Mais c’est dans la campagne mayennaise qu’il va chercher, à la meilleure source,
les gestes traditionnels du cultivateur et de l’éleveur – les siens, pour une
partie de sa vie. Son livre ne sentait même pas, comme les autres, l’encre
fraîche (il sent la terre) : au lieu d’avoir été publié à la rentrée,
comme il se doit quand il est question de prix littéraires d’automne, il était
paru au printemps, sans bruit excessif. Une raison de saluer, en guise de
remerciement, le ou les jurés qui ne l’avaient pas oublié et l’ont porté
jusqu’à la dernière étape avant le prix Renaudot. Même si Jean-Loup Trassard ne
l’a pas reçu, on s’y attendait, l’écrivain et photographe, ancien fermier de
droits communaux, aura au moins été placé dans la lumière. Cela justifie bien
un retour sur un ouvrage réédité au format de poche.
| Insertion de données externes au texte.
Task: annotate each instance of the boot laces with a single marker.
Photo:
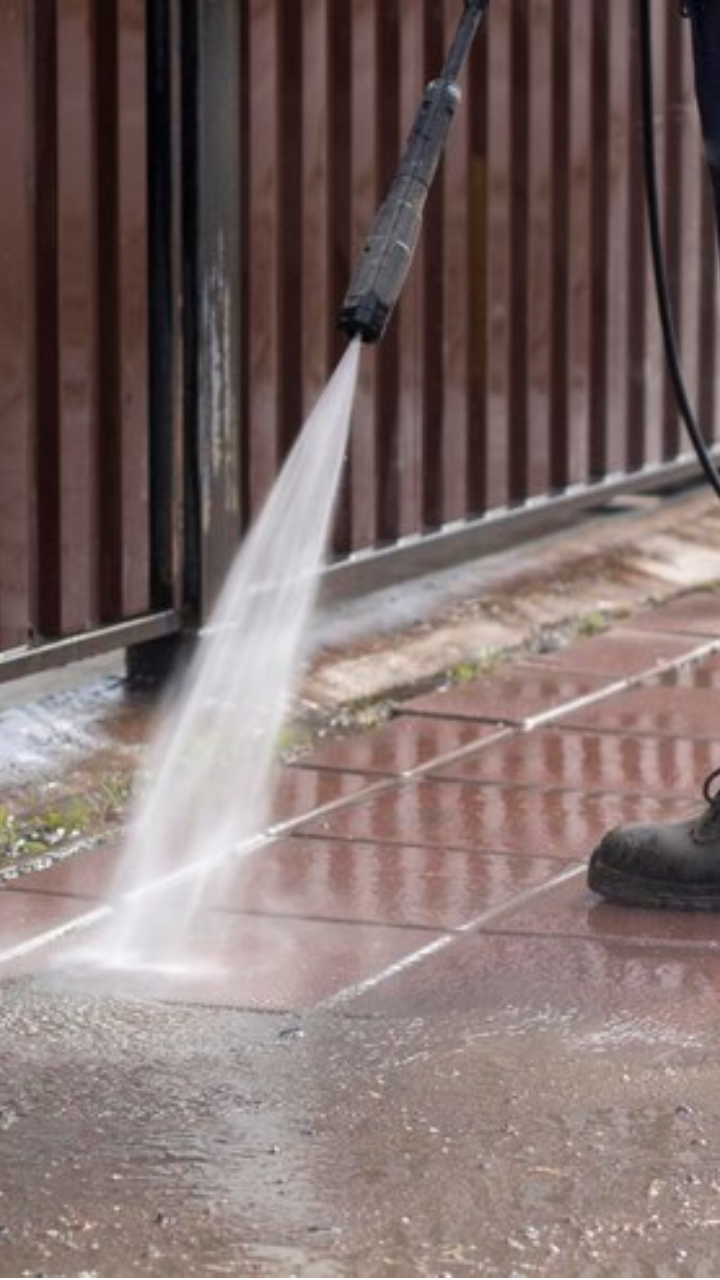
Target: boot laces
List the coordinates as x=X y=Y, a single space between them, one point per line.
x=711 y=817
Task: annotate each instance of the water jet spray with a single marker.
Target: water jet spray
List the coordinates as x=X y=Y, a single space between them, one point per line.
x=387 y=254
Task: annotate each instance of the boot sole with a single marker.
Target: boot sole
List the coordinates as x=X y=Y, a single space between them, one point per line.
x=650 y=894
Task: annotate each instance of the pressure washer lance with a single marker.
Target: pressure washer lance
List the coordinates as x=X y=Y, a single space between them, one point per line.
x=388 y=250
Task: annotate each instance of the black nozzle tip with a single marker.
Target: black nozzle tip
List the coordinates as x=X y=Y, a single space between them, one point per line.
x=364 y=318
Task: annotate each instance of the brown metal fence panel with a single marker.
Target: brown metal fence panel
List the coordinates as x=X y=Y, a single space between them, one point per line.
x=524 y=360
x=73 y=318
x=523 y=365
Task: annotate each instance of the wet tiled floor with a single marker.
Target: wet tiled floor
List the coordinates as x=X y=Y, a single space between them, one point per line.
x=424 y=855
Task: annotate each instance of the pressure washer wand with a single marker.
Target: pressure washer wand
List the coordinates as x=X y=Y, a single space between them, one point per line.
x=388 y=250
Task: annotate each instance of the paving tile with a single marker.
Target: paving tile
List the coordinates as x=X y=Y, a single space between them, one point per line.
x=619 y=653
x=587 y=992
x=89 y=874
x=703 y=673
x=237 y=961
x=561 y=824
x=509 y=696
x=24 y=915
x=695 y=613
x=659 y=709
x=376 y=883
x=589 y=762
x=301 y=791
x=573 y=912
x=401 y=745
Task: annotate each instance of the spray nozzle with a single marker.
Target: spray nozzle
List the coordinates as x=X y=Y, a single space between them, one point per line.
x=388 y=250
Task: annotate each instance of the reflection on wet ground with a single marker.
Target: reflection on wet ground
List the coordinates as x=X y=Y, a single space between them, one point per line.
x=415 y=1045
x=509 y=1125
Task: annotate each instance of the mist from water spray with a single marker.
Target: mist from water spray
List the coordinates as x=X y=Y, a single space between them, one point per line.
x=210 y=764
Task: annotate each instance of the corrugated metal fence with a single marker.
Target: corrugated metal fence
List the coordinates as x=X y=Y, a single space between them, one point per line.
x=525 y=356
x=523 y=364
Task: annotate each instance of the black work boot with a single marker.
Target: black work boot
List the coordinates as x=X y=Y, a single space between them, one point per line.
x=673 y=864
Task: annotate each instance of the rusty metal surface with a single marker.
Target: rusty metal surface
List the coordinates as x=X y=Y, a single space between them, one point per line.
x=525 y=355
x=73 y=323
x=523 y=364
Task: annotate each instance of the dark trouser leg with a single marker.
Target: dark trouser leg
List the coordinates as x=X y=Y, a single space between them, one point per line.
x=705 y=22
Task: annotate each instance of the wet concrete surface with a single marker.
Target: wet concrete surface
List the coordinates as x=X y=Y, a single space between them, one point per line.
x=491 y=1116
x=409 y=1041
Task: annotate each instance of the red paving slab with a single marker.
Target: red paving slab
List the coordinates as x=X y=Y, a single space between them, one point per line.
x=620 y=653
x=497 y=824
x=86 y=876
x=235 y=960
x=661 y=709
x=522 y=983
x=703 y=673
x=26 y=915
x=589 y=762
x=361 y=882
x=573 y=912
x=546 y=823
x=404 y=744
x=304 y=790
x=509 y=696
x=696 y=613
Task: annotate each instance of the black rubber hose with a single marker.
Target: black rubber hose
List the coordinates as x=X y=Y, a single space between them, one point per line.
x=666 y=321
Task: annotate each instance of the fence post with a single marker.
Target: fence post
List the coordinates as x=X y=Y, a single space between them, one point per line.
x=212 y=272
x=195 y=254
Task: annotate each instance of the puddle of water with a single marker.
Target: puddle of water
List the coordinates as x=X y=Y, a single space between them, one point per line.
x=212 y=759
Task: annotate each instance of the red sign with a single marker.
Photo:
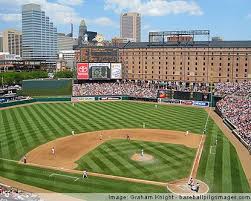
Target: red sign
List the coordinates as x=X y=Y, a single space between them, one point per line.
x=83 y=71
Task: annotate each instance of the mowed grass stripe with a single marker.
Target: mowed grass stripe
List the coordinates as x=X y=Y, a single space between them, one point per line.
x=40 y=178
x=235 y=174
x=23 y=142
x=161 y=154
x=44 y=124
x=58 y=128
x=113 y=115
x=52 y=133
x=121 y=161
x=226 y=171
x=12 y=149
x=218 y=165
x=114 y=164
x=67 y=118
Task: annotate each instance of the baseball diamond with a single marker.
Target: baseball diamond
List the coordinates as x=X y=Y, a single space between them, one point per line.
x=29 y=127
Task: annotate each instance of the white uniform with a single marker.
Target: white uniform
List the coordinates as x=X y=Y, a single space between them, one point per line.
x=85 y=174
x=142 y=153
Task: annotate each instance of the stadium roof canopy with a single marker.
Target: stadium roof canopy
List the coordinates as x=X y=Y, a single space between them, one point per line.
x=199 y=44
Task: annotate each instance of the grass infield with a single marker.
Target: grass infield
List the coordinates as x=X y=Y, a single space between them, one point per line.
x=24 y=128
x=170 y=161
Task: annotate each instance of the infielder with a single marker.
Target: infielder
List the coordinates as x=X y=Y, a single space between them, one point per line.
x=25 y=159
x=53 y=151
x=142 y=153
x=85 y=175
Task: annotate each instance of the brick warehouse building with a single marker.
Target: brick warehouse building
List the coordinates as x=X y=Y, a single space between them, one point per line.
x=208 y=61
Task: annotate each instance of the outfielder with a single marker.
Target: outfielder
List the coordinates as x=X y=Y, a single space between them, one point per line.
x=142 y=153
x=85 y=175
x=25 y=159
x=53 y=151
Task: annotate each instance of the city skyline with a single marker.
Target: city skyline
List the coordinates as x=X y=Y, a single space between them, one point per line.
x=103 y=16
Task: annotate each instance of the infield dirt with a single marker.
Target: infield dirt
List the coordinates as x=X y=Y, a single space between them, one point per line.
x=71 y=148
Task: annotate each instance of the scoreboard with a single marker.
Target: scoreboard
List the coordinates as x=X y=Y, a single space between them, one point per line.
x=99 y=71
x=99 y=54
L’homme des haies pourrait être un livre pratique dont nous
n’aurions pas, ou plus, l’usage. On y apprend que « la faucille fait bien pour le flanc de haie où c’est de l’herbe
qui pousse, s’il y a des ronces j’aime mieux prendre ma serpe parce qu’à la
serpe le manche est plus long, trente centimètres, non, un peu moins, mettons
vingt-sept, vingt-huit, tandis que le manche d’une faucille est juste pour une
largeur de main et quand on coupe des ronces à la faucille, ça arrive, on a
bien plus de chance de se faire griffer la main droite. »
On y apprend que la huppe
fait pu-pu, et même pu-pu-pu. Que les bourdons du trèfle ont le derrière roux
et ne piquent pas. On y apprend que les patates, « comme poudrées par la terre sèche », sont douces à la
main qui les dégerme facilement avec le pouce, mais aussi qu’effeuiller les
betteraves encore en terre (« il
faut prendre toutes les feuilles d’une seule poignée et tourner en serrant dur
pour les arracher à ras de la betterave ») finit, bien que les
feuilles soient tendres, par érucer
la peau au-dessus du pouce, c’est-à-dire la râper, selon le glossaire qui, en
fin de volume, explique les nombreux termes de patois mayennais semés dans le
récit comme de petites graines poétiques qui donneront, ou pas, des fruits dans
l’esprit du lecteur.
La précision des descriptions est presque
clinique, mais les mots qu’utilise Jean-Loup Trassard n’ont jamais la froideur
d’un constat. Ils paraissent usés aux mêmes endroits que les outils et l’usure
leur donne un brillant beaucoup plus émouvant que celui du neuf. L’homme des haies, livre inutile pour la
plupart d’entre nous, est indispensable. Il offre en partage une science
empirique grâce à laquelle l’homme et la nature étaient des alliés avant l’ère
des grandes exploitations agricoles et de l’arrachage des haies. Jean-Loup
Trassard mérite mieux qu’un prix littéraire, il mérite des lecteurs.